Francis Benjamin Johnston
F. Holland Day
Also the Lumière brothers’ first films show and according to rumor (not fact) people ran out of the theatre as the train came into the station.
I’m moving on to the 1900s because this is tiring

1900s
Phew, we made it to the century I am more familiar with.
Okay, late Alfred Stieglitz after he dumps Pictorialism starts to bloom by becoming an advocate for Modernism, particularly European Modernism. He continues his quest advocating for modern art and non fuzzy photography in North America for the next 30 years and makes a beautiful life long portrait of his wife/artist, Georgia O’Keefe
A lot of ethnographic photography happening in this period with Adam Clark Vroman photographing indigenous groups in the US. Also Edward S. Curtis started his long project of photographing tribes for the creation of the publication, The North American Indian. My photography professor said, “Bad Curtis is better than no Curtis.” Curtis edited photos, pre Photoshop, by burnishing out modern machinery, like clocks, on his photogravure plates. Still many are glad the photographs exist at all so that images of ancestors are preserved in perpetuity.

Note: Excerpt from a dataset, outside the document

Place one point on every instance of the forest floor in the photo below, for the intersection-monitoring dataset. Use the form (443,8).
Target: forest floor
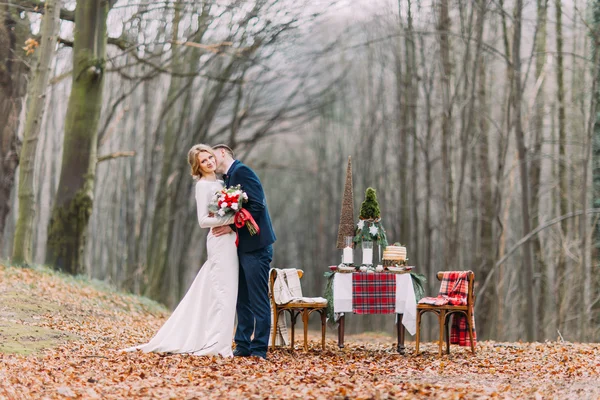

Jacques-Henri Lartigue made snapshots during La Belle Époque
Lewis Hine also starts to photograph children in their work places in major US cities (which was not welcomed by industry). He depicts the hardships of an incredibly vulnerable group of laborers pre child labor laws
This is also when many of the Pictorialists are still working in their Pictorialist approach including the fashion photo work of Baron De Meyer, one of my favorites
Frank Eugene, a Pictorialist, does the unthinkable of scratching negatives (a modernist, photo purist no-no)
Clarence H. White, another Pictorialist
Also, color film is invented in this decade but it’s tricky to use. We continue to document the world in black and white.